An interesting observation from the piece: “Making progress on interoperability will be essential as physicians move forward with different care delivery models such as the patient-centered medical home and the medical home neighborhood.”
What amazes me about this conversation is that given the purported advantage employees gain from the mobile device movement and how BYOD (bring your own device) seems to increase a staff’s productivity because it creates an always-on mentality. I don’t think it’s a stretch to think the same affect would be discovered if systems were connected and interoperable.
An interoperable landscape of all EHRs would allow physicians and healthcare systems to essentially create their own always on, always available information sharing system that would look a lot like what we see in daily lives with the devices in the palm of our hands.
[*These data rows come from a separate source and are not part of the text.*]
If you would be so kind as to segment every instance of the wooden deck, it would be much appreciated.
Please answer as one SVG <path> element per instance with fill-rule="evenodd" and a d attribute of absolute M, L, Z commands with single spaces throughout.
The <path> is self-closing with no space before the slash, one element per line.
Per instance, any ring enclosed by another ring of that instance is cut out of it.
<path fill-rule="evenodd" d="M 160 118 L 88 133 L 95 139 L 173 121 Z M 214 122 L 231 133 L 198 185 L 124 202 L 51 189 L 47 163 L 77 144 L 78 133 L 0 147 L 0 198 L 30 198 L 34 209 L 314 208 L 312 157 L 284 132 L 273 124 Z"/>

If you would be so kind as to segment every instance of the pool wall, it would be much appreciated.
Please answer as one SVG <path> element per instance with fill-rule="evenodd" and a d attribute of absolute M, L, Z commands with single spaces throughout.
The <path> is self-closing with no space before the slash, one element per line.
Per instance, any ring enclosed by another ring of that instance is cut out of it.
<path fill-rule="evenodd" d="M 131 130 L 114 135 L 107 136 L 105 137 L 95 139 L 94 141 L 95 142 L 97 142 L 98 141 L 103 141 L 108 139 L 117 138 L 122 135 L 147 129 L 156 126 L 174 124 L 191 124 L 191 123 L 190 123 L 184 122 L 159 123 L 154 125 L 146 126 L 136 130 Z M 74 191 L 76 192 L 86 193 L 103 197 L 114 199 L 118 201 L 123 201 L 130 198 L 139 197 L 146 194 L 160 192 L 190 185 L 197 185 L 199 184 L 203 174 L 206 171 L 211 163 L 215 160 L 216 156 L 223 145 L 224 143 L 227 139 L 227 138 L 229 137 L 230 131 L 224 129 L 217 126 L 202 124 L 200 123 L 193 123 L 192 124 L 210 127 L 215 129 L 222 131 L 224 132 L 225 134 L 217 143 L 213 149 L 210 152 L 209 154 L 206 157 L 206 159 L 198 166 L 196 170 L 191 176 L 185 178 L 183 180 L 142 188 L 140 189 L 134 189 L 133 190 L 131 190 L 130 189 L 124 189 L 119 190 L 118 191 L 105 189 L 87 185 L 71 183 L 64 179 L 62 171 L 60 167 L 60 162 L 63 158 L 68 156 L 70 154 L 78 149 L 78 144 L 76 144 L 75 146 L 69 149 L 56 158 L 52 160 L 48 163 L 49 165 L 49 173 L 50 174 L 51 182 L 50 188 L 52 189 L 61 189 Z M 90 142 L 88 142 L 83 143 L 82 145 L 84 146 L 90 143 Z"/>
Apparently, everyone wants and interoperable system; it’s just a matter of how it’s going to get paid for. And moving the data and the records freely from location to location opens up the health landscape like a mobile environment does.
Simply put, this is one issue that seems to resemble our current political landscape: a hot button issue that needs to be addressed but neither side wants to touch the issue because no one wants to or is able to pay for it.
One of the problems with this approach is that if we wait long enough, perhaps interoperability also will be mandated and we’ll all end up on its hook.
So, let’s take a lesson from the mobile deice world and allow for a greater opportunity to connect healthcare data to more care providers on behalf of the patients and their outcomes.